- NZD/USD edges lower as the US Dollar gains support from the fading likelihood of further bumper rate cuts by the Fed.
- Fed’s Kashkari reiterated the central bank’s data-dependent approach, highlighting the ongoing easing of inflationary pressures alongside a strong labor market.
- New Zealand’s Consumer Price Index is anticipated to return to the central bank's 1-3% target range for the September quarter.
NZD/USD halts its three-day winning streak, trading around 0.6080 during the Asian hours on Tuesday. This downside could be attributed to the stronger US Dollar (USD), which gains support from fading expectations that the US Federal Reserve (Fed) will implement aggressive interest rate cuts following a strong jobs report and concerns about sticky US inflation.

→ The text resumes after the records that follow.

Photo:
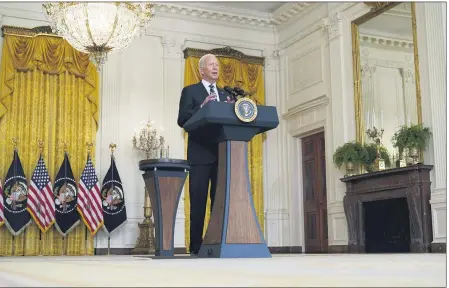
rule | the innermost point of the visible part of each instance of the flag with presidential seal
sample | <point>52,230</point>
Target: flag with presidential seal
<point>15,195</point>
<point>65,197</point>
<point>113,199</point>
<point>89,198</point>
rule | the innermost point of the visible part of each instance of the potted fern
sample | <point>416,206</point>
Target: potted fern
<point>351,154</point>
<point>371,150</point>
<point>414,138</point>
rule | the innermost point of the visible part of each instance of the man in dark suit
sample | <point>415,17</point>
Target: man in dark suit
<point>202,154</point>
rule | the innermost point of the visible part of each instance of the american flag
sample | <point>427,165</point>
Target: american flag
<point>40,202</point>
<point>2,206</point>
<point>89,199</point>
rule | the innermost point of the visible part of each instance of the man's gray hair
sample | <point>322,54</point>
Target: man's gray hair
<point>202,62</point>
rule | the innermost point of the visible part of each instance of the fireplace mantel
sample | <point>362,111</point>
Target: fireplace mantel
<point>411,182</point>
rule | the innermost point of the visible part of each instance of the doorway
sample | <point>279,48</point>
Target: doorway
<point>314,193</point>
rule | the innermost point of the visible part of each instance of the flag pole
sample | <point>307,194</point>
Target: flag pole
<point>13,242</point>
<point>112,146</point>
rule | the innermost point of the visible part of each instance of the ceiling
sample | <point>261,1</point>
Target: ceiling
<point>395,23</point>
<point>263,7</point>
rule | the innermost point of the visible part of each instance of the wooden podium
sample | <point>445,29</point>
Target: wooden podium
<point>164,180</point>
<point>234,230</point>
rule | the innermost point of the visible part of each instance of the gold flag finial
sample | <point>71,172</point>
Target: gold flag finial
<point>112,146</point>
<point>15,142</point>
<point>64,143</point>
<point>89,146</point>
<point>40,143</point>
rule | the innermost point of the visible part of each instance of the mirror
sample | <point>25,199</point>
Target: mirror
<point>386,74</point>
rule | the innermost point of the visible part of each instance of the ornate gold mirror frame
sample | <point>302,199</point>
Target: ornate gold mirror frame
<point>377,9</point>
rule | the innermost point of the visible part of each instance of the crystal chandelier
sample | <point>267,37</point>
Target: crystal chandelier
<point>98,28</point>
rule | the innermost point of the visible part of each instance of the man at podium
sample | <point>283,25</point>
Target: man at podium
<point>202,154</point>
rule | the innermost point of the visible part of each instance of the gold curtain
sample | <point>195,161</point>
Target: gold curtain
<point>48,91</point>
<point>249,77</point>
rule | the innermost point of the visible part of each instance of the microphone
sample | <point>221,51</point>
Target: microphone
<point>240,91</point>
<point>231,91</point>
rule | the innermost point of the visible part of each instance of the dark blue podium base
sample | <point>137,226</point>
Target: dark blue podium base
<point>234,251</point>
<point>233,230</point>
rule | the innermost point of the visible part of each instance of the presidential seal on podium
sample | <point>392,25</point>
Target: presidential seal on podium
<point>245,109</point>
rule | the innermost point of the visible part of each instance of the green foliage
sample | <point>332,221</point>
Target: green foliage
<point>415,136</point>
<point>372,154</point>
<point>350,152</point>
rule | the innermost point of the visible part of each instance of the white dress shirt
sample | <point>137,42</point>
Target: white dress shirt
<point>207,84</point>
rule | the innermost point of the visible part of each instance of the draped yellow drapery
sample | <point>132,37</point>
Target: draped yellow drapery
<point>48,91</point>
<point>233,72</point>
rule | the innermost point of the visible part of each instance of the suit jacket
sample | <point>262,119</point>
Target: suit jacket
<point>199,150</point>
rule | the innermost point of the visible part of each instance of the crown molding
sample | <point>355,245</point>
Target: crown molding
<point>217,13</point>
<point>291,10</point>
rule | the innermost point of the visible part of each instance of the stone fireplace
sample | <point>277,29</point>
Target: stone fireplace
<point>388,211</point>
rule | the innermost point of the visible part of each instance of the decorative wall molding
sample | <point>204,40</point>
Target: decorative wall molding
<point>317,25</point>
<point>304,108</point>
<point>30,32</point>
<point>215,13</point>
<point>332,24</point>
<point>290,11</point>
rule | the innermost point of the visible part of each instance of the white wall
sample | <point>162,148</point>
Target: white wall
<point>144,81</point>
<point>317,94</point>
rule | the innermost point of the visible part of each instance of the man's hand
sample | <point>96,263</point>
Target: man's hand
<point>211,97</point>
<point>229,100</point>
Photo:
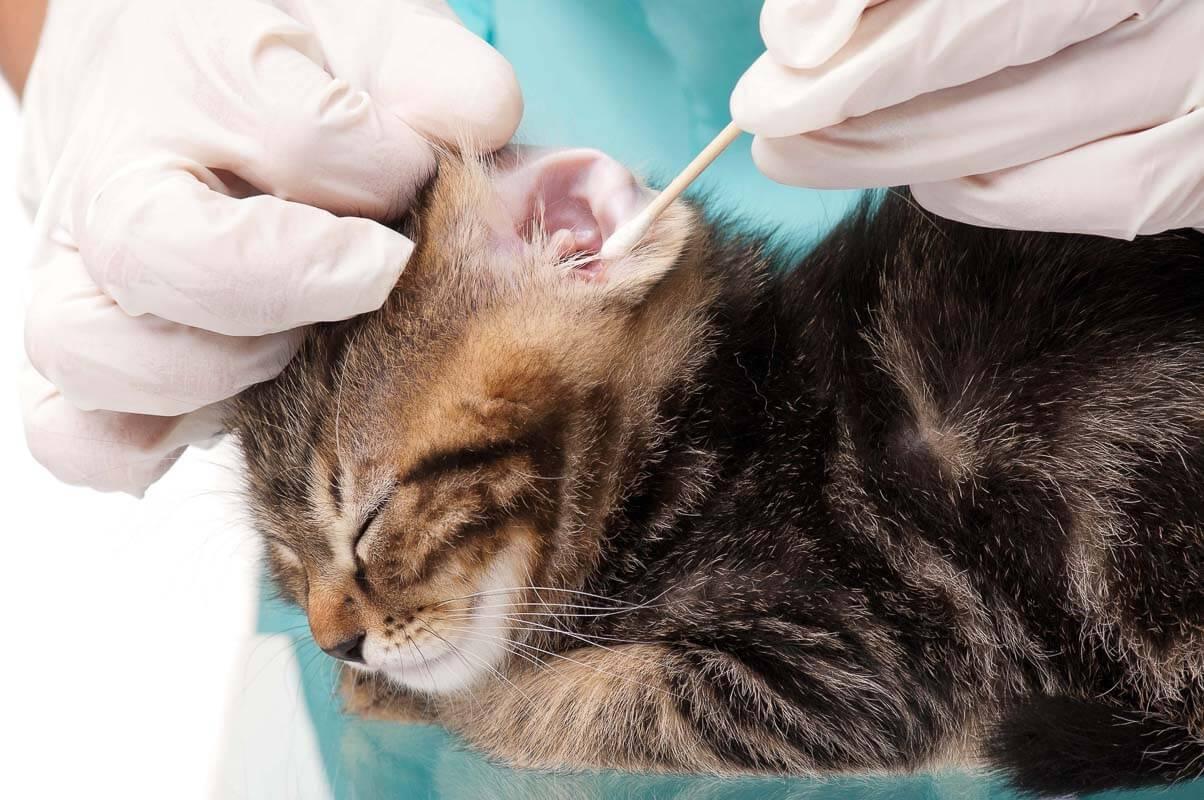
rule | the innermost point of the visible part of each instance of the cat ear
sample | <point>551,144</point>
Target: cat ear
<point>567,203</point>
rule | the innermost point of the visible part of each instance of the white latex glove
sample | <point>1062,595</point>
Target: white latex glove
<point>1043,115</point>
<point>199,170</point>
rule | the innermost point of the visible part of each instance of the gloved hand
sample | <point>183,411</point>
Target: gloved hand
<point>1082,117</point>
<point>199,170</point>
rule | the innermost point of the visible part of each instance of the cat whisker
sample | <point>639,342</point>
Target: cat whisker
<point>479,660</point>
<point>471,634</point>
<point>548,588</point>
<point>580,635</point>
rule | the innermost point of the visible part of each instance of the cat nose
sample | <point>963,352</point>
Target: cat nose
<point>349,650</point>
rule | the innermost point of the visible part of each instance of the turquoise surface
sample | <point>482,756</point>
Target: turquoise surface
<point>648,82</point>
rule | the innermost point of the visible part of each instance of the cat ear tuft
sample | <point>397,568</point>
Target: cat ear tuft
<point>567,203</point>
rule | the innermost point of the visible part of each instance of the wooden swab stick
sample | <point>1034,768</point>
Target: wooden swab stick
<point>629,235</point>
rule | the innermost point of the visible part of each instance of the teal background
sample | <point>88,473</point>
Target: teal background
<point>648,82</point>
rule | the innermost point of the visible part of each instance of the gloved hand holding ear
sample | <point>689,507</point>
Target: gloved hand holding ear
<point>1084,117</point>
<point>202,176</point>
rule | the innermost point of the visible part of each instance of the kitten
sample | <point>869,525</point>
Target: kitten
<point>930,496</point>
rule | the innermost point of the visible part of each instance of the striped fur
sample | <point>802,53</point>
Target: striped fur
<point>851,515</point>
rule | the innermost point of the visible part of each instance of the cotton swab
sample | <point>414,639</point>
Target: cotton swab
<point>629,234</point>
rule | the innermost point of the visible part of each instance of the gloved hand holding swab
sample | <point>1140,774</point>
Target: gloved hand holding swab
<point>629,235</point>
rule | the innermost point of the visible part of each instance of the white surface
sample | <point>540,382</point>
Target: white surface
<point>125,627</point>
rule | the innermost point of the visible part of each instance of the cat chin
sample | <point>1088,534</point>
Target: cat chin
<point>458,662</point>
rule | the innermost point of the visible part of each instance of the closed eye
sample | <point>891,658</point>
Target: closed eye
<point>369,518</point>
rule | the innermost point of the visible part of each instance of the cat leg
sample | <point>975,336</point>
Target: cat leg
<point>591,707</point>
<point>657,707</point>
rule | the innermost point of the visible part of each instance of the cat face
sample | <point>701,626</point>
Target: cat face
<point>424,472</point>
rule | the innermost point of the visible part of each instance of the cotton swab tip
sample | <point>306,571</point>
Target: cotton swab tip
<point>626,236</point>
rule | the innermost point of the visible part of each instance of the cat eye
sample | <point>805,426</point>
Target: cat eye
<point>365,524</point>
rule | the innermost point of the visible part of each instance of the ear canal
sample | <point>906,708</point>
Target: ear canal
<point>571,201</point>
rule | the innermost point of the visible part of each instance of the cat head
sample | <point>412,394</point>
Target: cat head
<point>424,472</point>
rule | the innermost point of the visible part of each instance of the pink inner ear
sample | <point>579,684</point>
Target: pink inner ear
<point>576,196</point>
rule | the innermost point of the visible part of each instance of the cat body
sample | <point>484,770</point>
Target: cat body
<point>928,496</point>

The US Dollar Index (DXY), which measures the value of the US Dollar against its six other major peers, extends its winning streak for the sixth consecutive day on Tuesday. The DXY trades around 103.30 with 2-year and 10-year standing at 3.96% and 4.09%, respectively, at the time of writing.
On Monday, Federal Reserve (Fed) Bank of Minneapolis President Neel Kashkari reaffirmed the Fed's data-dependent approach. Kashkari reiterated familiar Fed policymaker views on the strength of the US economy, noting continued easing of inflationary pressures and a robust labor market, despite a recent uptick in the overall unemployment rate, per Reuters.
The New Zealand Dollar (NZD) weakened following Monday’s disappointing trade balance data from China, New Zealand's largest trading partner. Additionally, despite the announcement of China’s fiscal stimulus plan over the weekend, the Kiwi Dollar did not gain traction, as investors remained uncertain about the extent of the package.